Reviewed on Thursday February 23 (photo by Prudence Upton)

It’s been a long time coming. From Manning Bar to the Enmore, and now the big leagues: Explosions In The Sky at the Sydney Opera House.


It’s a fitting venue; stately, ceremonial and jutting into the sky as its sails simultaneously shimmer across the harbour. As such, there seems to be something reverential about the occasion, brought about just as surely by the reverence with which these unassuming Texans treat their music. They are aware of the power in their pedals and nurture it with due care as it aches and builds.
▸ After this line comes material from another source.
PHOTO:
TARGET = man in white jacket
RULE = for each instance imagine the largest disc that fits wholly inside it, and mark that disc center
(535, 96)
Over the years of following this band as they birthed a cult, popped their heads overground into soundtrack town and then went on to become the last post-rock gang in town, I have always been in awe of the sheer amount of judicious restraint they are able to demonstrate as they build these towering monoliths of sound. Patiently and fastidiously they play an almost religious game of reverse Jenga out of complementary lines stacked confidently on top of one another, each fibre of the frame a fragile, vibrating bone. There is little in the way of ego or posturing. Everything is in service to the songs, but when a sufficient amount of storeys have been stacked onto these skyscrapers, restraint morphs into abandon and you best strap yourself in.
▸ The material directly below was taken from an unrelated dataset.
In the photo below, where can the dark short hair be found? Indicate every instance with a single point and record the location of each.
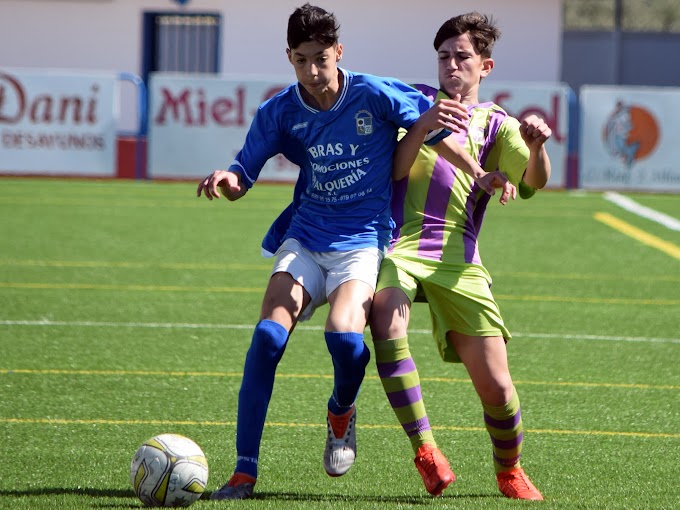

Swaying like pendulums, heads bowed and entranced, they are dwarfed by the sound. And so are we. Widescreen endeavours like this always conjure landscapes, and yet Explosions manage to evoke great swathes of distance while still being deeply intimate. A pulsing curtain of light jets upwards from the lip of the stage, opaque whites and deep reds rendering the band both angelic and demonic as they engage in their amplifier worship with twin AC30s stacked and set to stun.
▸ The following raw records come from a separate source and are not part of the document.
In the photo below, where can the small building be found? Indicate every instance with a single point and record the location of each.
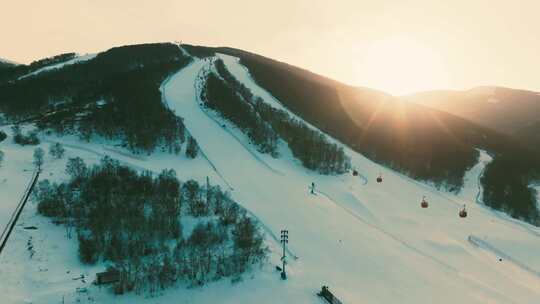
(107, 277)
(326, 294)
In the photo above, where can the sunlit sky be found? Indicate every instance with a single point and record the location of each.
(400, 46)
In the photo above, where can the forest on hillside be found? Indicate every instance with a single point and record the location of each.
(115, 95)
(434, 146)
(147, 242)
(264, 124)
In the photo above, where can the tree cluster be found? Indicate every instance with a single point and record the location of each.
(125, 81)
(264, 123)
(219, 95)
(25, 139)
(11, 72)
(134, 221)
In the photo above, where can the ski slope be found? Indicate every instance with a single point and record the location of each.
(369, 242)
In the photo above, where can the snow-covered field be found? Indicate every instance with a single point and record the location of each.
(369, 242)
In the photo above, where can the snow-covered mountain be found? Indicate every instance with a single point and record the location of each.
(503, 109)
(6, 63)
(370, 242)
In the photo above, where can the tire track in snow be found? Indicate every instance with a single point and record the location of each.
(482, 244)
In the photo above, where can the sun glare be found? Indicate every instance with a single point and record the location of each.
(401, 66)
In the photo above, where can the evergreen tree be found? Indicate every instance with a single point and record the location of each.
(57, 150)
(192, 148)
(38, 157)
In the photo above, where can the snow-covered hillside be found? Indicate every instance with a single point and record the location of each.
(77, 59)
(369, 242)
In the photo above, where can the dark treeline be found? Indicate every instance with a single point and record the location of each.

Highlights are spaced and paced as they dip into their now enviable catalogue. ‘First Breath After Coma’ and ‘Your Hand In Mine’ possess a demolishing beauty. A new standout from The Wilderness LP, ‘Disintegration Anxiety’, encapsulates their entire rise and fall in a succinct (for them) four minutes, giving the evening the adrenaline it needs and inspiring some brave boys to bop, unshackled from their seats.


‘The Only Moment We Were Alone’ follows to finish. It has always been their masterpiece and tonight it proves so. From pin-drop silence to deafening crescendo it enthrals completely until the kill switch is kicked, the lights go up and I’m honestly left dizzy. I know I’m not alone.